Hast thou an arm like God? or canst thou thunder with a voice like him?

Ver. 9. Hast thou an arm like God?] That thou shouldest wrestle a fall with him, and hope to overmatch him? "Thou hast a mighty arm," saith David: "strong is thy hand, and high is thy right hand," Psalms 89:13. It spans the heavens, and holds the earth in the hollow of it. The weight of it broke the angels' backs; and the terror of it may be seen in all those writs of execution recorded in the Scriptures. Oh, it is a fearful thing, saith the apostle, to fall into the (punishing) hands of the living God!
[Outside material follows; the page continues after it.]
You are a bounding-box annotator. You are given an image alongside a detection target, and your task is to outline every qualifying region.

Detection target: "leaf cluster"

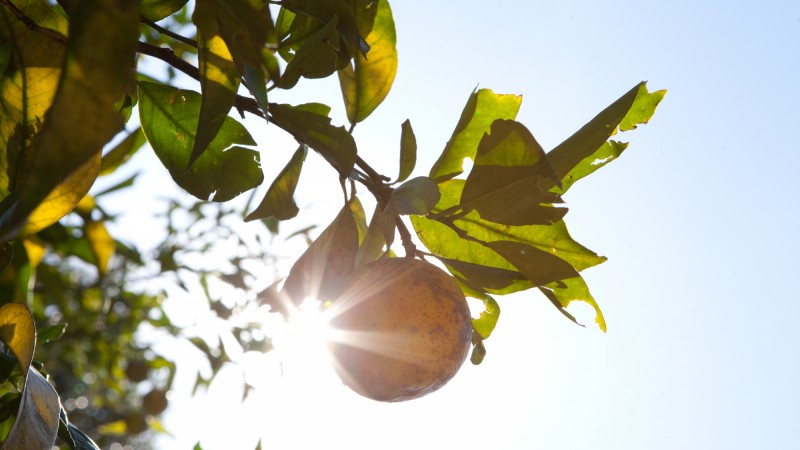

Hebrews 10:31

Or canst thou thunder with a voice like him?] Of Pericles, the orator, it is said, that when he declaimed, Intonabat., fulgurabat, totam Graeciam commiscebat, &c., he thundered, he lightened, he mingled all Greece together (Cicero). And Livy, speaking of a certain Roman commander, saith, Haec cum intonuisset iracundus, &c., These things, when he had thundered out angrily, and with a courage, the people departed of their own accord. Alexander the Great, being once vexed at his soldiers for mutining and tumultuating, thunder-struck them with these words, Facessite hine ocyus, neminem teneo; liberate occulos meos ingratissimi milites, Get you quickly out of my presence, and be packing hence, ye ungrateful soldiers. And Severus, the emperor, in like sort dealt with his unruly army, Discedite Quirites, said he, et incertum an Quirites. These were terrible hard words, and very resolutely uttered: but what is any or all of this to the voice of God's thunder, whereof see before? Knowest thou not, O Job, that thine arm is an arm of flesh? and thy voice so small and low that a fly would not be frighted at it?